Jaki jest cel ćwiczeń duchownych. Św. Ignacy mówi wprost:
Ćwiczenia duchowne mające na celu przezwyciężenie samego siebie i uporządkowanie swego życia – bez kierowania się jakimkolwiek przywiązaniem, które byłoby nieuporządkowane. [ĆD 21]
Ćwiczenia duchowne mają zidentyfikować i odwrócić serce człowieka od butwiejącego i rdzewiejącego skarbu doczesnego a zwrócić ku prawdziwemu, wiecznemu, niezniszczalnemu. Tam ma być właśnie serce człowieka. Przywiązanie osoby ludzkiej. Ćwiczenia mają uporządkować postawy i emocje. Sprawić że człowiek będzie gotowy, przepasany, przygotowany do podjecia drogi. Mają nauczyć ciągłej gotowości. Nie znamy godziny anszego odejsćia z tego świata. Bóg daje łaski chwili i czasu. Nie da się ich odwlec, trzeba wykorzystać tu i teraz, albo się zmarnują. Dlatego tak ważne w duchowści jest pracowanie nad postawami serca i postawami człowieka.
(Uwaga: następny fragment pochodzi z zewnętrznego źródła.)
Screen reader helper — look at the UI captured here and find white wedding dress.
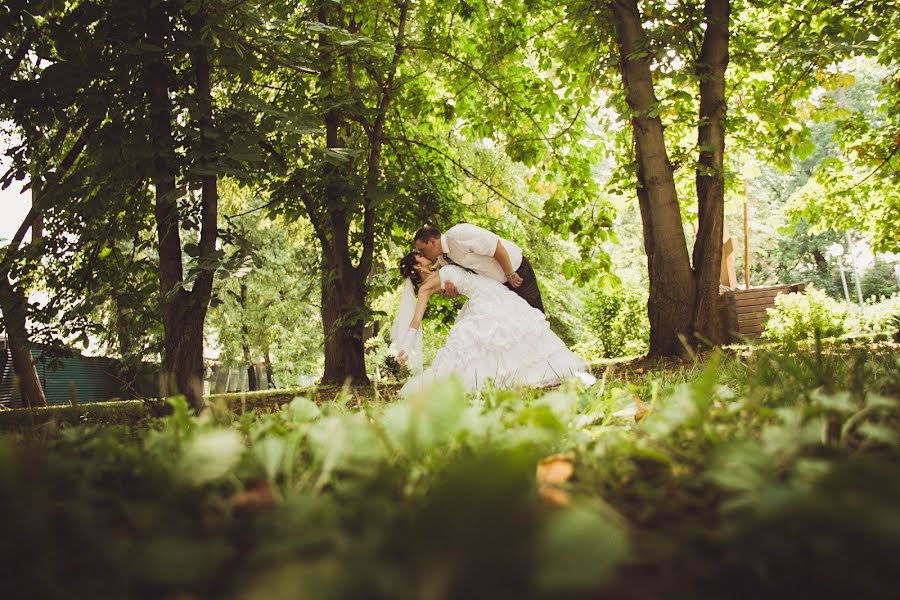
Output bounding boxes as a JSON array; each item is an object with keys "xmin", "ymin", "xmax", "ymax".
[{"xmin": 400, "ymin": 265, "xmax": 591, "ymax": 396}]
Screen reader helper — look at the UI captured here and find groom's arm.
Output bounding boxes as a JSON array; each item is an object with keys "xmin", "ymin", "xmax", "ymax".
[{"xmin": 494, "ymin": 241, "xmax": 522, "ymax": 287}]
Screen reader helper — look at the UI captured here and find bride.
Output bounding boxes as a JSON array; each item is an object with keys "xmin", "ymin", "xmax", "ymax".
[{"xmin": 392, "ymin": 252, "xmax": 593, "ymax": 396}]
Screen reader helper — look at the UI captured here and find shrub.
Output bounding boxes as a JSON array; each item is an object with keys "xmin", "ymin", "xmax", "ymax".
[
  {"xmin": 763, "ymin": 286, "xmax": 847, "ymax": 342},
  {"xmin": 576, "ymin": 288, "xmax": 650, "ymax": 359},
  {"xmin": 847, "ymin": 294, "xmax": 900, "ymax": 334}
]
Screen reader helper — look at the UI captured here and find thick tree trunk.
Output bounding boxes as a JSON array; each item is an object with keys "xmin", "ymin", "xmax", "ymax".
[
  {"xmin": 0, "ymin": 275, "xmax": 47, "ymax": 407},
  {"xmin": 693, "ymin": 0, "xmax": 730, "ymax": 344},
  {"xmin": 612, "ymin": 0, "xmax": 696, "ymax": 356},
  {"xmin": 145, "ymin": 1, "xmax": 218, "ymax": 410},
  {"xmin": 322, "ymin": 248, "xmax": 369, "ymax": 385}
]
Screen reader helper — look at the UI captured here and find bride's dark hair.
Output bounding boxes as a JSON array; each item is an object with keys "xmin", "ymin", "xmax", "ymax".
[{"xmin": 400, "ymin": 251, "xmax": 422, "ymax": 286}]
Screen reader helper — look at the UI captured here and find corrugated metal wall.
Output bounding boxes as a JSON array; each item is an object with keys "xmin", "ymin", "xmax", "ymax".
[{"xmin": 0, "ymin": 348, "xmax": 139, "ymax": 408}]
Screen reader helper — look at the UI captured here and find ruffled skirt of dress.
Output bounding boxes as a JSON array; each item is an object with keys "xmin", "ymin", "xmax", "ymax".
[{"xmin": 400, "ymin": 288, "xmax": 586, "ymax": 396}]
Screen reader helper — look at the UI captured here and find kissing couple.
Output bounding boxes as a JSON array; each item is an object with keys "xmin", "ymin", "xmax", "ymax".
[{"xmin": 391, "ymin": 223, "xmax": 594, "ymax": 396}]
Nad ciągłą goowością.
Ćwiczenia mają pozowlić usłyszeć głoś Boga, zrozumieć do czego mnei Pan posłał, by potem, gdy On znów przyjdzie zastał mnie przy tej czynności.
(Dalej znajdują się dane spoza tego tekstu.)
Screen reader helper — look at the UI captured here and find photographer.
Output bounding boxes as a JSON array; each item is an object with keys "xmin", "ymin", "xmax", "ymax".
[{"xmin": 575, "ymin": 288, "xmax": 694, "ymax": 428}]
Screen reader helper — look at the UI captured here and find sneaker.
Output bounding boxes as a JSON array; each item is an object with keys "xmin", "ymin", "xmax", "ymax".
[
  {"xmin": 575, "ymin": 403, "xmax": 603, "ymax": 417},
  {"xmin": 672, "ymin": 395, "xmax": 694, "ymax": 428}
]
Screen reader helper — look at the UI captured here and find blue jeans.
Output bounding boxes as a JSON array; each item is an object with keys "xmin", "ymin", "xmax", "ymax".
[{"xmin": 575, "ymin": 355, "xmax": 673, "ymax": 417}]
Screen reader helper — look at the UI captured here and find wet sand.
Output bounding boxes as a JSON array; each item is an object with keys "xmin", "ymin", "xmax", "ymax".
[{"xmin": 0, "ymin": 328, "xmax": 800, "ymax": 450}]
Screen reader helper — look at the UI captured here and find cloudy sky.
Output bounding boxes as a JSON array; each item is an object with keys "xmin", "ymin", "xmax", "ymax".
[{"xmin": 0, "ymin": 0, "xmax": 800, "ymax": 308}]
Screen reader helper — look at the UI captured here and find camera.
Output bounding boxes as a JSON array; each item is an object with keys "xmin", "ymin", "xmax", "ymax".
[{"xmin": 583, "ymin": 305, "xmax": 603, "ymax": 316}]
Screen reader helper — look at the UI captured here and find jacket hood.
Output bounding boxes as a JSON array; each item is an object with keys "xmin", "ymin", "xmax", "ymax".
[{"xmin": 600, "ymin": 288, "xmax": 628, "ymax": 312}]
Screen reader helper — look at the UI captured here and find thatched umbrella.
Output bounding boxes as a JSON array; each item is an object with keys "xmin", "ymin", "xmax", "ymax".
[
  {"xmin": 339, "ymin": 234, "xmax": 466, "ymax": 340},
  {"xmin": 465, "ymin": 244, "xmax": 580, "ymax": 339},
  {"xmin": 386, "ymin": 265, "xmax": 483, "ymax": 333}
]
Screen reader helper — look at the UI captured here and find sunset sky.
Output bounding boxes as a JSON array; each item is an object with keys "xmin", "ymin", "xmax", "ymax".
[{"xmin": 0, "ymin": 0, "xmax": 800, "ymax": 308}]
Komu wiele dano, od tego wiele wymagać się będzie:
(Łk 12, 32-48)
Jezus powiedział do swoich uczniów: „Nie bój się, mała trzódko, gdyż spodobało się Ojcu waszemu dać wam królestwo. Sprzedajcie wasze mienie i dajcie jałmużnę. Sprawcie sobie trzosy, które nie niszczeją, skarb niewyczerpany w niebie, gdzie złodziej się nie dostaje ani mól nie niszczy. Bo gdzie jest skarb wasz, tam będzie i serce wasze. Niech będą przepasane biodra wasze i zapalone pochodnie. A wy bądźcie podobni do ludzi oczekujących swego pana, kiedy z uczty weselnej powróci, aby mu zaraz otworzyć, gdy nadejdzie i zakołacze. Szczęśliwi owi słudzy, których pan zastanie czuwających, gdy nadejdzie. Zaprawdę, powiadam wam: Przepasze się i każe im zasiąść do stołu, a obchodząc, będzie im usługiwał. Czy o drugiej, czy o trzeciej straży przyjdzie, szczęśliwi oni, gdy ich tak zastanie. A to rozumiejcie, że gdyby gospodarz wiedział, o której godzinie przyjść ma złodziej, nie pozwoliłby włamać się do swego domu. Wy też bądźcie gotowi, gdyż o godzinie, której się nie domyślacie, Syn Człowieczy przyjdzie”. Wtedy Piotr zapytał: „Panie, czy do nas mówisz tę przypowieść, czy też do wszystkich?” Pan odpowiedział: „Któż jest owym rządcą wiernym i roztropnym, którego pan ustanowi nad swoją służbą, żeby rozdawał jej żywność we właściwej porze? Szczęśliwy ten sługa, którego pan, powróciwszy, zastanie przy tej czynności. Prawdziwie powiadam wam: Postawi go nad całym swoim mieniem. Lecz jeśli sługa ów powie sobie w sercu: Mój pan się ociąga z powrotem, i zacznie bić sługi i służące, a przy tym jeść, pić i upijać się, to nadejdzie pan tego sługi w dniu, kiedy się nie spodziewa, i o godzinie, której nie zna; surowo go ukarze i wyznaczy mu miejsce z niewiernymi. Ów sługa, który poznał wolę swego pana, a nic nie przygotował i nie uczynił zgodnie z jego wolą, otrzyma wielką chłostę. Ten zaś, który nie poznał jego woli, a uczynił coś godnego kary, otrzyma małą chłostę. Komu wiele dano, od tego wiele wymagać się będzie; a komu wiele powierzono, tym więcej od niego żądać będą”.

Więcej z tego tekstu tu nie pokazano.